The currently existing EIDL program provides not-for-profit organizations loans of up to $2 million at an interest rate of 2.75%.  Fixed debts, payroll, accounts payable, and other bills that can’t be paid due to disaster impact may be paid using these loans.  The standard EIDL program, which requires a personal guarantee that the not-for-profit organization be in operation for one year prior to the disaster and that the organization be unable to obtain credit elsewhere, has been waived.  Additionally, the SBA is now allowed to approve applicants for small-dollar loans solely based on their credit score or an alternative to determine an ability to repay.

Lastly, 501(c)(3) or 501(c)(19) not-for-profit organizations may apply for an EIDL grant in addition to a loan under the PPP.  This may be done as long as the loans are not used for the same purpose.  For not-for-profit organizations in need of an immediate influx of funds, a $10,000 emergency advance is available within three days after applying for the EIDL grant.  If the application is denied, the not-for-profit borrower will not be required to repay the $10,000 advance.  Emergency advance funds can be used for increased material costs, rent or mortgage payments, payroll, or repaying obligations that cannot be met due to revenue losses.
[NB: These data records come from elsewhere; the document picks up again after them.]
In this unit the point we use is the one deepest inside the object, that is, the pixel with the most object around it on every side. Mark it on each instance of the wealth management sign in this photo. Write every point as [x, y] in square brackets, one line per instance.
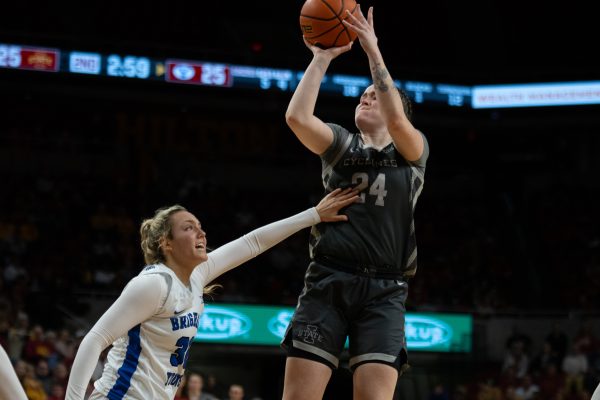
[264, 325]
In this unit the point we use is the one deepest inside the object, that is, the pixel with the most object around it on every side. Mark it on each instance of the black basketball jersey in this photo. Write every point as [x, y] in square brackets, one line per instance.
[380, 229]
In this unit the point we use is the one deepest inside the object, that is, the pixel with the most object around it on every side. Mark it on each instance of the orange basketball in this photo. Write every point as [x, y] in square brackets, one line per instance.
[321, 22]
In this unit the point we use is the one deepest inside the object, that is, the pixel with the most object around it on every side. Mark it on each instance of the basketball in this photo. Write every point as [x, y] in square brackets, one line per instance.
[321, 22]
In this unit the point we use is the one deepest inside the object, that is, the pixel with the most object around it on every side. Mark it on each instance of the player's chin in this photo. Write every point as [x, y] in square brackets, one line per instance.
[201, 256]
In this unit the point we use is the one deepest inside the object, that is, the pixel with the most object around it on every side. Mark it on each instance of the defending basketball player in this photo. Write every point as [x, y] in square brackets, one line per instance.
[155, 319]
[356, 284]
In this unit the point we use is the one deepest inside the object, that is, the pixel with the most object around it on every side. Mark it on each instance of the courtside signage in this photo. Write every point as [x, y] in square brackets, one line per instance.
[266, 325]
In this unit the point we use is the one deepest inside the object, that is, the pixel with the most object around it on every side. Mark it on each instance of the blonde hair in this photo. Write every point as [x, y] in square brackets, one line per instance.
[153, 230]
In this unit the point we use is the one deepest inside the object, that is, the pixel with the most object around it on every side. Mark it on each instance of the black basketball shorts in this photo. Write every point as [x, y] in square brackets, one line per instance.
[335, 304]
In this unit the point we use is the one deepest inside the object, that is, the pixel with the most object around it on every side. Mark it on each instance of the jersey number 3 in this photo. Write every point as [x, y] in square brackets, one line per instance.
[377, 187]
[182, 353]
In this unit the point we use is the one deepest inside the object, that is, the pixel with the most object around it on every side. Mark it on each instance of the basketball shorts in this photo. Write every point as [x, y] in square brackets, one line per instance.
[336, 304]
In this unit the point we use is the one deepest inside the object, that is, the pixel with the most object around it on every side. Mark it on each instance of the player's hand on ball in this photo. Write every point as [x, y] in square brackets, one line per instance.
[331, 52]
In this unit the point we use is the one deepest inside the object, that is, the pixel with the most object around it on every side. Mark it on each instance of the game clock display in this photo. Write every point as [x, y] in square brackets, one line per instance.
[128, 66]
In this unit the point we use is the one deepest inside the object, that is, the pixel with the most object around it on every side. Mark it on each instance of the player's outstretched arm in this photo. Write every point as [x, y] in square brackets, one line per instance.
[139, 301]
[10, 388]
[406, 138]
[310, 130]
[252, 244]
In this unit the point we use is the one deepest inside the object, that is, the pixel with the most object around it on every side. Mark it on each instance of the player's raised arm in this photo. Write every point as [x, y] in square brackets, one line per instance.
[407, 140]
[310, 130]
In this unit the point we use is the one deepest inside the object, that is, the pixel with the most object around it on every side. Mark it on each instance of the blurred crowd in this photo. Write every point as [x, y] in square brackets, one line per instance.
[559, 368]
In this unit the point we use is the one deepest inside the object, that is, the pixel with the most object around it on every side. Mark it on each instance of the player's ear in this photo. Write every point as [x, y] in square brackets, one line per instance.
[165, 244]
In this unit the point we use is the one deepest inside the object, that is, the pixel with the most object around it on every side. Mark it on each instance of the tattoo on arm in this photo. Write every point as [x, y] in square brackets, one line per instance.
[379, 78]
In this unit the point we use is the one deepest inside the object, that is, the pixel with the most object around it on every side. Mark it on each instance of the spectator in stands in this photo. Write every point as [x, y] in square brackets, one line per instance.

All entities are allowed a refundable payroll tax credit of up to $5,000 for each employee on the payroll, when certain conditions are met.  The entity must have carried on a trade or business during the 2020 calendar year, and satisfy one of the following two tests, in order to be eligible:

  • Had business operations suspended, at least partially, during the calendar quarter by order of a government authority limiting commerce, travel, or group meetings due to the pandemic.
  • Had a reduction in revenue of at least 50% in the first quarter of 2020 compared to the first quarter of 2019.

For not-for-profit organizations, the entity’s whole operations must be considered when determining the decline in revenues.  For 501(c)(3) and 501(c)(19) organizations, funds employed under the PPP loans would not be eligible for these payroll tax credits.

Benefits to Donors

The Act also provides benefits for donors to 501(c)(3) organizations.  There is a new deduction for total charitable contributions of up to $300 made by an individual taxpayer.  This is an “above the line” deduction, so all taxpayers would be eligible to take the deduction, including those who use the standard deduction.  The deduction would not apply to noncash gifts or to gifts contributed to donor advised funds.  It would apply to contributions made in 2020, and therefore would be claimed on tax forms and filings next year.

Additionally, the Act would suspend the 2020 usual limit from the existing cap on annual contributions from 50% of adjusted gross income (AGI), or 60% for cash to 100%, for those individuals who itemize their deductions.

For corporations, the annual charitable contribution limit for 2020, which is usually 10% of AGI, is increased to 25%.  Donations of food by corporations would go from 15% cap to 25%.